Desperate need for debates around race in South AfricaDate Released: Wed, 15 May 2013 15:10 +0200
Speaking to her experience of writing the widely critiqued and publicised “How Do I Live in this Strange Place?” (2010) paper, Associate Professor in the Department of Philosophy at Rhodes University, Samantha Vice explained that while her conclusions may be contested, the extent of the responses to her paper highlight the desperate need for debates around race in South Africa.
In the paper, Prof Vice considers the role of white South Africans in contemporary South African society, and ultimately calls for a ‘qualified form of silence’ on political matters and in the public sphere as the appropriate response.
During her address last week Prof Vice explained how she thought of the paper as opening a space for further discussion, that it was exploratory, personal and tentative.

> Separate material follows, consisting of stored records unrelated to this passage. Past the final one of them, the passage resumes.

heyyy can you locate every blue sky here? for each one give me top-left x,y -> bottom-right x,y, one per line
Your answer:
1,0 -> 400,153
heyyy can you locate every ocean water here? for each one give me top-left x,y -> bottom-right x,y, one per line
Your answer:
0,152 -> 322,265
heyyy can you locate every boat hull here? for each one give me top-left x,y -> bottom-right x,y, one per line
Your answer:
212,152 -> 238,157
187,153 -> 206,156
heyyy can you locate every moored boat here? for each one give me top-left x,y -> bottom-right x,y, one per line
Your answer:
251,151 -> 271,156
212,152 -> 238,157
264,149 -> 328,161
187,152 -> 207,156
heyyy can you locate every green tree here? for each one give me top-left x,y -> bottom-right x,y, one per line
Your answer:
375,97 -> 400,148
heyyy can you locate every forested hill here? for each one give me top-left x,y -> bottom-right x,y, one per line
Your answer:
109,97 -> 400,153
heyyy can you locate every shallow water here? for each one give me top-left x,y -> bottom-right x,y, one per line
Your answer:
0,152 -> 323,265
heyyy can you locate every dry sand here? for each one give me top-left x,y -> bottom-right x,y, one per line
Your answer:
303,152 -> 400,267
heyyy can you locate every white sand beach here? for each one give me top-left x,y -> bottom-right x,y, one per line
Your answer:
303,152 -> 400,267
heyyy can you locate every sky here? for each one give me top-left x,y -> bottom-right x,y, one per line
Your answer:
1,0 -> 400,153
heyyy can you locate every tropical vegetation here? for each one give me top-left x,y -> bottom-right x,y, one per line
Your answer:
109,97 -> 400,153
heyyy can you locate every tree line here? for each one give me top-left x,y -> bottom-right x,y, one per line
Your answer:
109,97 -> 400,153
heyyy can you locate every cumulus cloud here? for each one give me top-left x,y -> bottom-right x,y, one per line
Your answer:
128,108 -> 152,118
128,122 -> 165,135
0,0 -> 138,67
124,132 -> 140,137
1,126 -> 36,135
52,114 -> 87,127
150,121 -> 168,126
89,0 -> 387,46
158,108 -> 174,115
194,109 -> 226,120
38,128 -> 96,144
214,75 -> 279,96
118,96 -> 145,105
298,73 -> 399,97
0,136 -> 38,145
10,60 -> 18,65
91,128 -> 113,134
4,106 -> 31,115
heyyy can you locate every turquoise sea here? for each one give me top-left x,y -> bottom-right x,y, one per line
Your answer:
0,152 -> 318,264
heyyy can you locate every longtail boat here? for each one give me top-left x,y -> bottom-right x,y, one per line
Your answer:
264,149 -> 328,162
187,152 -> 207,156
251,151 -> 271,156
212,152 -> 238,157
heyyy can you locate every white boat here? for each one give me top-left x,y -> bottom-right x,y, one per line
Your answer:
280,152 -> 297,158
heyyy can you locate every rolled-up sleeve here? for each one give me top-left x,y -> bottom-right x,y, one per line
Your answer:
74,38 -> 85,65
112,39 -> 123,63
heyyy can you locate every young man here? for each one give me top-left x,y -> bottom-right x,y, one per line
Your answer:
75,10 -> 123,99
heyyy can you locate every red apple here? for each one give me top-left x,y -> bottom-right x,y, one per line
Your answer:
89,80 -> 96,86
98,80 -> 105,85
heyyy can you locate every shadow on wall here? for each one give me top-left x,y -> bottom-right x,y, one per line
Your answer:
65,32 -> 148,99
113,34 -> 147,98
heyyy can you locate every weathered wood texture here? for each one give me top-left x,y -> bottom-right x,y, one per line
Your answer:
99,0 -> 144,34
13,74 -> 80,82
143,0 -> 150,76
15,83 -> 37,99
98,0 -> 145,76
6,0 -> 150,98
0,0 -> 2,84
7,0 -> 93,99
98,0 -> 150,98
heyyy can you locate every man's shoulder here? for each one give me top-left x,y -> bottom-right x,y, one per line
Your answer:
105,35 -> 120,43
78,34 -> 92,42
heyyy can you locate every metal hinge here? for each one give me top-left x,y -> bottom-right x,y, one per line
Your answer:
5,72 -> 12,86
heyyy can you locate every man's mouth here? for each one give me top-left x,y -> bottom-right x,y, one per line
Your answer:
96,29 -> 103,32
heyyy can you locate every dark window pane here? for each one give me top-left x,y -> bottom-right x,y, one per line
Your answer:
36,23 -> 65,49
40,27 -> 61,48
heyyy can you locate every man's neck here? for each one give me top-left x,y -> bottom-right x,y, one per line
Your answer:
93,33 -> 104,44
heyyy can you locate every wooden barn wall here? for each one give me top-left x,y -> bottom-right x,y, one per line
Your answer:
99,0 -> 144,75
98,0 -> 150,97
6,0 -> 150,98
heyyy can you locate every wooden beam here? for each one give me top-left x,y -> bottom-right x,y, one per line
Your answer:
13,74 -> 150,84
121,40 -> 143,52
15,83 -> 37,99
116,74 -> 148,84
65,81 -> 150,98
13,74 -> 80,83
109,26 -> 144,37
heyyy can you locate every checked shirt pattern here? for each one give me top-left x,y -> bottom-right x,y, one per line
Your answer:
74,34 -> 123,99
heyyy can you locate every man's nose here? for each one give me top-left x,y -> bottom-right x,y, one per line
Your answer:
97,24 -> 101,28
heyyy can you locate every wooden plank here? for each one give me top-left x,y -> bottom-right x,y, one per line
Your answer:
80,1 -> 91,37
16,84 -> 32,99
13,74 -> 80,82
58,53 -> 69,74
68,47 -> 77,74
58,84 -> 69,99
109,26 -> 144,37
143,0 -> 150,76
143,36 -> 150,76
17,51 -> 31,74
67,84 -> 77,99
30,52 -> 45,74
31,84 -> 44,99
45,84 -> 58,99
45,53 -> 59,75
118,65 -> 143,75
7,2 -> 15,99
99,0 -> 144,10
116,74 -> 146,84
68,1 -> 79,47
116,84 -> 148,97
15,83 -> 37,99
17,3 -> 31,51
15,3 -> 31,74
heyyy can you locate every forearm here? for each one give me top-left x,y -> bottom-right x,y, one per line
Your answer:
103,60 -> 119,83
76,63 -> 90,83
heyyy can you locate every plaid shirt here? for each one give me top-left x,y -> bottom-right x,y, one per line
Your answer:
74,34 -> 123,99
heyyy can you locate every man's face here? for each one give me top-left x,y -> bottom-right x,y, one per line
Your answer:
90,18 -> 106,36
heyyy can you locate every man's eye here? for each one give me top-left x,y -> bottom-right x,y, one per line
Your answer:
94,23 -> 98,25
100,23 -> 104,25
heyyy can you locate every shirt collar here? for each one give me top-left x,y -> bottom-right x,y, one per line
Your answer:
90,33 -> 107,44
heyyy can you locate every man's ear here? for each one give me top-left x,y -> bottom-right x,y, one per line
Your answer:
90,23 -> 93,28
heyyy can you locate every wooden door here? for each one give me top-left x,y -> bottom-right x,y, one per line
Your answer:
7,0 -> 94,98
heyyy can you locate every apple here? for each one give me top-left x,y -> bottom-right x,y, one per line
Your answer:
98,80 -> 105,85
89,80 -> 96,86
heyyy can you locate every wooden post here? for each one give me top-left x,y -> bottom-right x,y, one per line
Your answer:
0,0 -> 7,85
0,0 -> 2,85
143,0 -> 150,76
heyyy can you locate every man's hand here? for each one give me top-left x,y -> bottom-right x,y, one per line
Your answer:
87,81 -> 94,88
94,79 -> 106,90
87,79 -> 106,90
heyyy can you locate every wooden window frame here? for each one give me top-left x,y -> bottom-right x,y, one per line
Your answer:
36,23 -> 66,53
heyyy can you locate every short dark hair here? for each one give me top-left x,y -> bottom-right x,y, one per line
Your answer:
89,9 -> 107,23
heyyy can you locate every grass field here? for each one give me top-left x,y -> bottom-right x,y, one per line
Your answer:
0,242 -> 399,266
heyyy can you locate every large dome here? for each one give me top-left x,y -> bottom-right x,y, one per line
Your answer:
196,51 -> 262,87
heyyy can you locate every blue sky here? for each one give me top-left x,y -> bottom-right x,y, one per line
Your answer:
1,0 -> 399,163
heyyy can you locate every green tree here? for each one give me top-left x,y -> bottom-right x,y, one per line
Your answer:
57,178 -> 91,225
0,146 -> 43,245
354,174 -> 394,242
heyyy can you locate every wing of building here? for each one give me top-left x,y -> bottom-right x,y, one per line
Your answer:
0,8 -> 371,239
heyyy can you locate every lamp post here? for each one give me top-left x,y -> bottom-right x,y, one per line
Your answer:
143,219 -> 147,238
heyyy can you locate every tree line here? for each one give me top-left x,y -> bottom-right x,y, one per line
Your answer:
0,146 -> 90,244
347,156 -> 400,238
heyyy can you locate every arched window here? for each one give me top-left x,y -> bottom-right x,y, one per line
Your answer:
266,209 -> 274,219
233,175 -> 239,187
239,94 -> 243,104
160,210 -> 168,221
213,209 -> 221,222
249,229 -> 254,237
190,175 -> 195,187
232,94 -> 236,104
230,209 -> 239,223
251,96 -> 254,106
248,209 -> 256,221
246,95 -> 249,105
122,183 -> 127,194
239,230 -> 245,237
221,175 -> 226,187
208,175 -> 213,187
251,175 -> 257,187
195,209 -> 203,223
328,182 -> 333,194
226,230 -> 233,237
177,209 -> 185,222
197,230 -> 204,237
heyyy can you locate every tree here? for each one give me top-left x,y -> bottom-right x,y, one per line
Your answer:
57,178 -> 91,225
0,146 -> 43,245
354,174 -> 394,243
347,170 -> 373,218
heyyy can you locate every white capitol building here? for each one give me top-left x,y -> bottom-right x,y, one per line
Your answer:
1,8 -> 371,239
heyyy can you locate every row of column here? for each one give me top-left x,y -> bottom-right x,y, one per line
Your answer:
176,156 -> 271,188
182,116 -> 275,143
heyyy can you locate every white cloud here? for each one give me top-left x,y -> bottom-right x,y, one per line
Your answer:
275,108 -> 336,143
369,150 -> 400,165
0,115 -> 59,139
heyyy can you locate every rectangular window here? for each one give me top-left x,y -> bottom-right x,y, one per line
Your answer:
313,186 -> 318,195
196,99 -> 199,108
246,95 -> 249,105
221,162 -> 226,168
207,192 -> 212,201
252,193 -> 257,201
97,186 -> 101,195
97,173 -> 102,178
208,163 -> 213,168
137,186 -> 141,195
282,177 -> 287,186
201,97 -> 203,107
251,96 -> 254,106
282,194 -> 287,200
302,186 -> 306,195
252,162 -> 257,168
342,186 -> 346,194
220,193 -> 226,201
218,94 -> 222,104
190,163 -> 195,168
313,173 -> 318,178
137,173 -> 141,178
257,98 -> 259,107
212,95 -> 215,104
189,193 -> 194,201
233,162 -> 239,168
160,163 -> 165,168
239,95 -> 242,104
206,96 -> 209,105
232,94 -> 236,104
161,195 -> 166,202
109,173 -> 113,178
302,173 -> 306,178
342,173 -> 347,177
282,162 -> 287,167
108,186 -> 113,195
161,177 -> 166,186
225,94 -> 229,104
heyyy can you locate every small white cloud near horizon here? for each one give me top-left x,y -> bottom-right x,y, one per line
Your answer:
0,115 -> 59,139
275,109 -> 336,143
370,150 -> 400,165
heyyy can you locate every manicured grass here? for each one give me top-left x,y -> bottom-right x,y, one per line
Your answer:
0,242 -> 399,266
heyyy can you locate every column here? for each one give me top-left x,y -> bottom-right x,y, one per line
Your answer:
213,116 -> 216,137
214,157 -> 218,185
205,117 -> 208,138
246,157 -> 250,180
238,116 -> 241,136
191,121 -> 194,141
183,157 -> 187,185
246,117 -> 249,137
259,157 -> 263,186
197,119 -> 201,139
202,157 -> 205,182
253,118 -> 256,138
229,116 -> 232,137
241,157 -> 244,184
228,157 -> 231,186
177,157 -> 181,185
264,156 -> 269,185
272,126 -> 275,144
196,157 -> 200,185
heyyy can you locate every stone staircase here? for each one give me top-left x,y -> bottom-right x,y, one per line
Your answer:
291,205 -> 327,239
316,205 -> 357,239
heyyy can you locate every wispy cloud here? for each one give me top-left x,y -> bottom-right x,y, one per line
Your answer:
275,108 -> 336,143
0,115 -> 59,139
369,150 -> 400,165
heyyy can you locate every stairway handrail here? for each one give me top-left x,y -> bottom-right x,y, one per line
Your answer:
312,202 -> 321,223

The eruption of public outrage following calls for white people to cultivate humility and silence given their morally compromised position in the continuing racial and economic injustices of South Africa presented an agonisingly personal and distressing experience for Prof Vice, who is one of few South African-based philosophers to receive as much international academic, media and public attention for such a paper.
In her presentation last week, Prof Vice described the unsettling experience of having her work so widely and publicly critiqued, saying it was an “intensely uncomfortable and shaming experience for me”.
She added that the experience, while painful, had prompted deeply personal processes of recognition. “It was only through writing the paper that the sheer moral weirdness of apartheid and its legacy, and of whites still being a beneficiary of that injustice, sank in in a personal and not only intellectual way,” Prof Vice said.
She explained that through the process she also realised “how far away we are in South Africa from discussing race and repression in significant ways”. She had hoped the rampant debates about the paper might encourage a space for white South Africans to meaningfully engage with their realities and to face the extent of the damage caused by apartheid.
Prof Vice explained that in conceptualising silence she means silence as conscientious care, and not as a failure to listen and engage. She promotes meaningful engagement with other voices (that were not white), as a way of acknowledging responsibility and the autonomy of the oppressed.
While the increasingly depressing state of South African politics seems to call for action not as whites but as moral agents, Prof Vice believes a continual consideration of race will be helpful in such a complex and dynamic country. She thanked her colleagues for encouraging her to write the paper, “dragging it into the public space when I would’ve preferred to keep it in the private”.
Other panellists included Professor Clevis Hadley of Florida Atlantic University, Professor Michael Monahan of Marquette and Mr Mohammad Shabangu, Rhodes University. The panel was chaired by Professor Pedro Tabensky, Philosophy Professor and Director of the Allan Gray Centre for Leadership Ethics.